Il principio olografico dei buchi neri – L’orizzonte degli eventi

Prima di scrivere questo pezzo ho fatto una scorsa dei risultati che restituiscono i motori di ricerca sul Principio Olografico, giusto per curiosità. Ne è uscito un quadro desolante; da chi suggerisce che siamo tutti ologrammi alla medicina quantistica (roba di ciarlatani creata per i beoti). Ben pochi hanno descritto il modello e ancora meno (forse un paio sparsi nella profondità suggerita dal ranking SEO) hanno scritto che si tratta solo di un modello descrittivo. Cercherò ora di aggiungere il mio sussurro al loro, giusto per farli sentire un po’ meno soli.
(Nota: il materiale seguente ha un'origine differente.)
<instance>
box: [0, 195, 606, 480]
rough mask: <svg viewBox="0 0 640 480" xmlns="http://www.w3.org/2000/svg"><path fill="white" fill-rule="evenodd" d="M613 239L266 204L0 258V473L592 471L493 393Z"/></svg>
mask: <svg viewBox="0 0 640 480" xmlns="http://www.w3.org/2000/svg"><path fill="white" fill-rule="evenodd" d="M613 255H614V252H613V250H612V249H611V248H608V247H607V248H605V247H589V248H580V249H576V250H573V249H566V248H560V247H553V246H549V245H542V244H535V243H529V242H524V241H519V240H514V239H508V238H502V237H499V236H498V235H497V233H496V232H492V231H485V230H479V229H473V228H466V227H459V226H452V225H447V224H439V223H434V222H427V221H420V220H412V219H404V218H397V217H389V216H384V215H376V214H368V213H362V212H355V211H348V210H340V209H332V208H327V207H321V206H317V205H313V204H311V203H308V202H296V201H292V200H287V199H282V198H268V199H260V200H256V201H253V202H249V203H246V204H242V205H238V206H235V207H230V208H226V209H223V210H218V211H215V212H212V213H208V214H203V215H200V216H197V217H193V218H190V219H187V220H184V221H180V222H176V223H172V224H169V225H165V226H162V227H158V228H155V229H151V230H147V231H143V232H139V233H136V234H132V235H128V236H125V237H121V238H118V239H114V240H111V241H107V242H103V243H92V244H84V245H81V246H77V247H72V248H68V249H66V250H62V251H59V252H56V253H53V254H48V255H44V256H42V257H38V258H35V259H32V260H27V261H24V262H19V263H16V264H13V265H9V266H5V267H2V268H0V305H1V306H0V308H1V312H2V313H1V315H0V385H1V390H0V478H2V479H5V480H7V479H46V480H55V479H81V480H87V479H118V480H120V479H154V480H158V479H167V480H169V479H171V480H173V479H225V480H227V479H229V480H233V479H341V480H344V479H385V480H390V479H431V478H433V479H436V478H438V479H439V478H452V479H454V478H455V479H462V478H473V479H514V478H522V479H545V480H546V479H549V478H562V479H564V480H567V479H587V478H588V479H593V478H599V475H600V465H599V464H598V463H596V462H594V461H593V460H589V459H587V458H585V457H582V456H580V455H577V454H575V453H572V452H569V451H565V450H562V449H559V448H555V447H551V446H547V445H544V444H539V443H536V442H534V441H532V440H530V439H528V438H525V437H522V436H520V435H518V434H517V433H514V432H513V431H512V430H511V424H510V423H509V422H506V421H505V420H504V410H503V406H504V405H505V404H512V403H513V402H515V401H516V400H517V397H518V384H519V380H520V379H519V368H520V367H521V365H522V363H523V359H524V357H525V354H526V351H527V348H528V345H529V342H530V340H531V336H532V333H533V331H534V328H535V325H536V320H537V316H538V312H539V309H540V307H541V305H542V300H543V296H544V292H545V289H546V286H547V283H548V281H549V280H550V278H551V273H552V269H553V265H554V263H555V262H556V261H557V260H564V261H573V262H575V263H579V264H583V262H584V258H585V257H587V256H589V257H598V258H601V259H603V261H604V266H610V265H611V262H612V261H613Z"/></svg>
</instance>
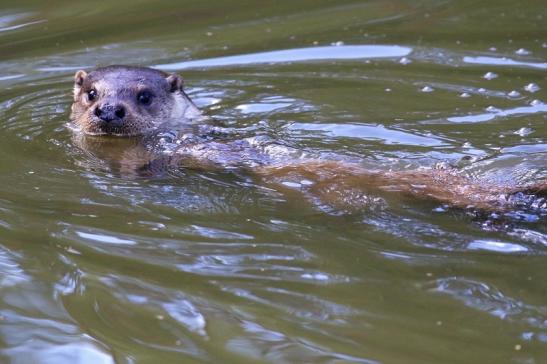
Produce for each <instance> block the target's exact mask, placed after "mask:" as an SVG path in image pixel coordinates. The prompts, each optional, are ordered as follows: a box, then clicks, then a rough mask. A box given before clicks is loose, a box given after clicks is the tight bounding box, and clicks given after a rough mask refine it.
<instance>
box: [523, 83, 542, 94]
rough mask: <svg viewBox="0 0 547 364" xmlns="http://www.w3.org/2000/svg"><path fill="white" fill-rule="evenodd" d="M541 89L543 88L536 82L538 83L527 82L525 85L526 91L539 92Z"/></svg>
mask: <svg viewBox="0 0 547 364" xmlns="http://www.w3.org/2000/svg"><path fill="white" fill-rule="evenodd" d="M539 90H541V88H540V87H539V86H538V85H537V84H536V83H533V82H532V83H529V84H527V85H526V86H524V91H528V92H532V93H534V92H537V91H539Z"/></svg>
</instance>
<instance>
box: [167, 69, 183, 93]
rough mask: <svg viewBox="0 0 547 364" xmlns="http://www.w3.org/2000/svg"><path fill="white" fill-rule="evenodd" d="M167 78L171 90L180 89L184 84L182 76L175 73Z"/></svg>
mask: <svg viewBox="0 0 547 364" xmlns="http://www.w3.org/2000/svg"><path fill="white" fill-rule="evenodd" d="M166 80H167V83H168V84H169V87H170V90H171V92H175V91H180V90H182V87H183V86H184V81H183V80H182V77H180V76H179V75H177V74H175V73H171V74H170V75H169V76H167V78H166Z"/></svg>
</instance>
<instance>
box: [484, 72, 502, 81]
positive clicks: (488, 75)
mask: <svg viewBox="0 0 547 364" xmlns="http://www.w3.org/2000/svg"><path fill="white" fill-rule="evenodd" d="M482 78H484V79H485V80H493V79H494V78H498V74H497V73H494V72H486V73H485V74H484V76H482Z"/></svg>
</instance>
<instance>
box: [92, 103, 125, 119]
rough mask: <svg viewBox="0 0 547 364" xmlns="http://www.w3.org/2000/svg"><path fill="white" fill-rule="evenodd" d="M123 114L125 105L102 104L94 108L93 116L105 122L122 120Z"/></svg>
mask: <svg viewBox="0 0 547 364" xmlns="http://www.w3.org/2000/svg"><path fill="white" fill-rule="evenodd" d="M125 114H126V112H125V107H124V106H123V105H111V104H103V105H98V106H97V107H96V108H95V116H97V117H98V118H99V119H101V120H102V121H105V122H107V123H110V122H111V121H122V120H123V118H124V117H125Z"/></svg>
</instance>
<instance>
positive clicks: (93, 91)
mask: <svg viewBox="0 0 547 364" xmlns="http://www.w3.org/2000/svg"><path fill="white" fill-rule="evenodd" d="M96 98H97V91H96V90H95V89H91V90H89V92H88V93H87V99H88V100H89V101H93V100H95V99H96Z"/></svg>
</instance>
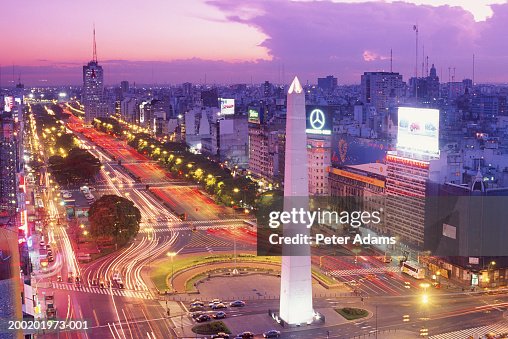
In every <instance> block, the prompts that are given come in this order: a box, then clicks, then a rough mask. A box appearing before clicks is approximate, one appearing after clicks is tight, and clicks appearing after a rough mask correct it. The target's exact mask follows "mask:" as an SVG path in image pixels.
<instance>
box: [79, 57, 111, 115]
mask: <svg viewBox="0 0 508 339" xmlns="http://www.w3.org/2000/svg"><path fill="white" fill-rule="evenodd" d="M82 103H83V105H84V106H85V123H87V124H91V123H92V122H93V119H95V118H99V117H104V116H106V105H105V104H104V71H103V69H102V66H100V65H99V63H98V62H97V60H93V61H90V62H89V63H88V64H87V65H85V66H83V92H82Z"/></svg>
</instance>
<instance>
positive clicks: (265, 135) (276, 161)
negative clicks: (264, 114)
mask: <svg viewBox="0 0 508 339" xmlns="http://www.w3.org/2000/svg"><path fill="white" fill-rule="evenodd" d="M254 113H257V114H258V116H259V114H260V113H259V112H258V111H257V110H254V109H251V110H250V111H249V170H250V172H251V173H252V175H254V176H255V177H256V178H260V179H264V180H266V181H267V182H271V183H273V182H278V181H279V180H280V179H281V178H282V177H283V176H284V172H281V168H283V167H281V163H280V161H279V160H280V155H281V153H284V151H283V147H284V145H283V144H281V143H280V141H281V139H280V137H279V135H280V134H281V133H282V134H284V132H285V126H284V125H283V123H285V119H280V118H278V117H273V118H272V119H270V120H269V121H261V120H260V119H259V118H258V119H254V118H252V117H251V116H252V115H254Z"/></svg>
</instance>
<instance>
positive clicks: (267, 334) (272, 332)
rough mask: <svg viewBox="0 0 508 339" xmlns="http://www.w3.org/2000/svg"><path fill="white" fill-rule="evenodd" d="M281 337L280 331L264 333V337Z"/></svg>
mask: <svg viewBox="0 0 508 339" xmlns="http://www.w3.org/2000/svg"><path fill="white" fill-rule="evenodd" d="M278 337H280V331H277V330H270V331H266V332H265V333H263V338H278Z"/></svg>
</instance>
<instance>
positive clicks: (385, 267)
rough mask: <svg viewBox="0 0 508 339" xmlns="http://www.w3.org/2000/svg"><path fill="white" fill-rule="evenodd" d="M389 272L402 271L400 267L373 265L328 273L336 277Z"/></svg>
mask: <svg viewBox="0 0 508 339" xmlns="http://www.w3.org/2000/svg"><path fill="white" fill-rule="evenodd" d="M387 272H400V268H398V267H371V268H357V269H351V270H332V271H329V272H328V273H329V274H330V275H332V276H334V277H343V276H347V275H360V274H376V273H387Z"/></svg>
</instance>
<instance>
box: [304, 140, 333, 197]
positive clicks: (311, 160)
mask: <svg viewBox="0 0 508 339" xmlns="http://www.w3.org/2000/svg"><path fill="white" fill-rule="evenodd" d="M331 148H332V138H331V136H330V135H324V136H320V137H317V136H312V137H311V136H307V159H308V163H309V194H310V195H314V196H317V195H322V196H323V195H328V192H329V187H328V172H327V168H328V167H330V166H331V164H332V160H331Z"/></svg>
Essenzialmente il mezzo più immediato e naturale che usiamo per descrivere il mondo che circonda è dato dalla vista. Essa però restituisce unicamente un’immagine bidimensionale della realtà, esattamente come fanno anche una fotografia o un quadro. Ci viene in soccorso la percezione della profondità spaziale, dove la terza dimensione emerge grazie all’effetto prospettico che fa apparire più piccole e distorte le immagini sullo sfondo rispetto a quelle in primo piano. L’unico mezzo veramente efficace che abbiamo per cercare di rappresentare correttamente la realtà è la matematica, anche se essa appare spesso controintuitiva.

Ripetendo in parte ciò che ho detto in altre occasioni, l’Uomo ha sempre cercato di dare una spiegazione convincente a tutto quello che lo circonda, che per brevità di termine chiamiamo realtà. Ad esempio, la scoperta delle stagioni, il costante ripetersi ogni anno delle diverse levate eliache e i cicli lunari sono culminati nell’invenzione del calendario, che nelle sue varie interpretazioni e definizioni, ha sempre accompagnato l’umanità. Eppure esso in astratto non è che un modello, grossolano quanto si vuole, ma che consente di prevedere quando sarà la prossima luna nuova o l’astro Sirio allo zenit a mezzanotte.
Anticamente anche le religioni erano modelli più o meno astratti che avevano il compito di spiegare ad esempio, i fulmini, le esondazioni, le maree, il giorno e la notte, etc.
Oggi sappiamo che i fulmini sono una scarica elettrica, che il giorno e la notte sono la conseguenza della rotazione terrestre e che le esondazioni avvengono perché da qualche altra parte piove.
Abbiamo teorizzato per secoli una cosmologia geocentrica e solo più tardi quella eliocentrica, quando abbiamo capito che la prima era sbagliata. Abbiamo accarezzato per un breve periodo l’idea galattocentrica prima di apprendere che le galassie erano più di una e il Sole era solo una comune stellina grossomodo a metà strada fra il centro e la periferia della Via Lattea, e abbiamo anche creduto ad un universo statico prima di scoprire che l’Universo si espandeva in dimensioni.
Anche tutti questi erano modelli e modelli pensati su altri modelli dati per sicuri finché non venivano dimostrati sbagliati. E questo vale anche per i modelli attuali e le teorie fino ad oggi considerate certe.

L’orizzonte degli eventi.

raggioSchwarzschild=(2GMc2)
Il raggio dell’orizzonte degli eventi di un buco nero è restituito da questa formula matematica che stabilisce l’equilibrio tra gravità e velocità della luce.  Esso esiste solo teoricamente perché si suppone che l’oggetto che ha dato origine al buco nero abbia avuto con sé un certo momento angolare che poi si è conservato.
Infatti, per descrivere matematicamente un buco nero reale si usa una metrica leggermente diversa che tiene conto anche del campo elettromagnetico e del momento angolare: quella di Kerr-Newman.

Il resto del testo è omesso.